IMG_1906When the elevator opens on the third floor, there is a big stripe across the wall.  Except no, there isn’t a stripe on the wall, people are walking up to, and under, the stripe, and it isn’t a painting, people are in the painting, and it’s not a painting.  The last piece I saw that I loved like that was a bunch of string strung, and it made my eyes go crazy confused.  This was better.  You could complain that conceptual art or installation art can be a lot of bullshit (it can be), but to get the feeling, for a second, that the world is bigger and too complex for your eyes, that was a second of freedom.


As are the four or five Arthur Dove pieces they had up, I can only assume because they knew I was coming.  One is an assemblage of an art critic, a cutout guy on roller skates with a vacuum cleaner.  And that is why I don’t want to be an art critic.  Maybe I’m an art responder, and not a first responder, because I am not timely, but a far down the road responder.  If I don’t have anything nice to say, I’m not saying it, and that’s just the way it is.

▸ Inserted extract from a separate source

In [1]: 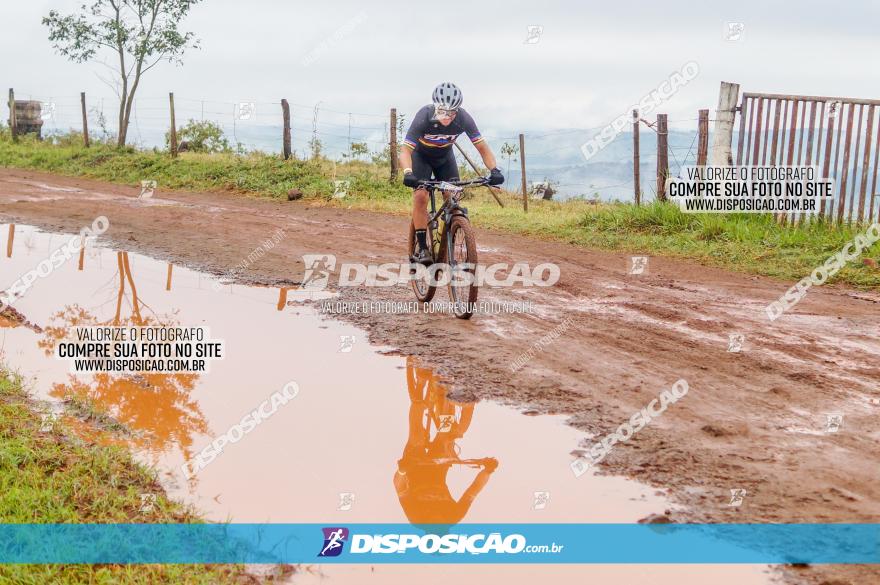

They have a whole floor devoted to Edward Hopper.  I guess they could fill the whole museum with him.  (Aside: the Whitney is moving, as all the museums in New York seem to be, and it’s awful, and I hate it, like I hate all change, but seriously, I initially hated their weird building, but now I find it cozy.)  Hopper is about loneliness, and I am, much more than usual, alone.  His people are creepy.  In the basement, where I was hoping to get some food, a lady was giving a lecture about lighting.  She was actually lighting a person sitting in a chair on a riser, using different colors, to match the lighting in various Hopper paintings.  I could think of few things more boring, or tasks I would be less suited to.  The color of light?  Who can see that?  The people sitting in rapt attention must have been lighting designers, all, and have about as much in common with them as I have with Russian runway models.  A couple of people, including myself, sat in the back using that area to play with our electronic devices.  The lady made a youngish woman with beet red hair look like a horrifyingly unnatural Hopper subject.


Hopper’s drawings were great, especially the ones of buildings.  The best, though, was the empty yellow room.  He didn’t make people look like corpses, or floating colored ghosts, he just showed what an empty room looks like, and what real light doesn’t look like, but how you sometimes feel it looks.